Celebrando o pão descido do céu, somos convocados a garantir para todos os brasileiros o pão nosso de cada dia. Em sua última assembléia, os bispos do Brasil identificaram as Exigências Evangélicas e éticas para a superação da miséria e da fome. Superar a miséria e a fome não é plano facultativo, nem projeto opcional de um governo. E exigência que decorre, tanto do Evangelho, como da responsabilidade cívica.
A preocupação com a situação das multidões, junto com o gesto de partilha do pão, convoca para a coerência da fé e para o compromisso político. O lançamento deste mutirão nacional se reveste de força simbólica de sacramento. Sua intenção é suscitar um processo permanente.

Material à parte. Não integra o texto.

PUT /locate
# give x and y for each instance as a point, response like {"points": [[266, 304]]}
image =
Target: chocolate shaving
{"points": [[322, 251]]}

Em primeiro lugar, se define como nacional. Isto é, recoloca a importância da nação. Se queremos preservar nossa dignidade de povo, não podemos desistir de sermos uma nação. Descurar a dimensão nacional é preterir as urgências do povo e o atendimento de suas necessidades, para dar lugar às ambições do mercado. E abandonar o rebanho à sanha dos lobos predadores, que só se interessam pelos lucros, que em primeiro lugar são expressão do desvio dos recursos de suas verdadeiras finalidades.
Diante da multidão, é preciso ter os mesmos sentimentos de Cristo, e a mesma urgência. Tenho compaixão deste povo. A prioridade indiscutível, e direcionadora da solução de todos os outros problemas, é a fome do povo. Para superá-la, é preciso colocar em ação toda uma dinâmica, todo um mutirão de ações, que o Evangelho da Eucaristia nos ensina com perspicácia e praticidade.

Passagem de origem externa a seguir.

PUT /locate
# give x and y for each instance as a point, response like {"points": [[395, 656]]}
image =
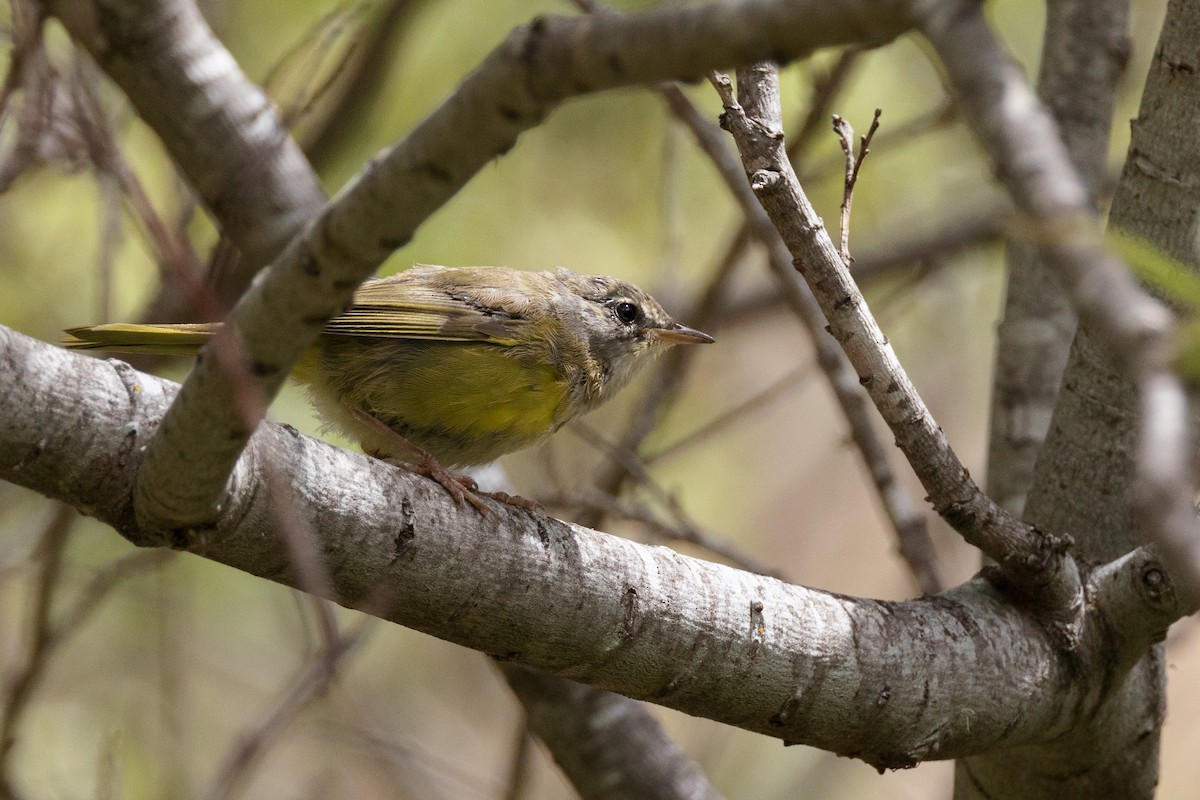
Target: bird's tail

Em primeiro lugar, coloca o problema sob nossa responsabilidade, sem permitir subterfúgios ou desculpas. Dai-lhes vós mesmos de comer. A superação da miséria e da fome está ao nosso alcance. Mas é preciso ter um projeto e uma disposição prévia. Jesus tomou as providências para organizar o povo. Antes de pedir aos discípulos que distribuíssem o pão, ordenou-lhes que dividissem as pessoas em grupos. Como a farinha precisa passar de massa a pão, os cidadãos precisam passar de massa a povo. Só assim haverá pão para todos.
É interessante que a liturgia do lançamento deste mutirão nacional tem um estribilho que volta com insistência: não só de pão vive o homem. Isto é, não basta matar a fome. Pois ela volta, e a miséria pode até aumentar se as pessoas ficam desincumbidas de assumirem suas próprias responsabilidades.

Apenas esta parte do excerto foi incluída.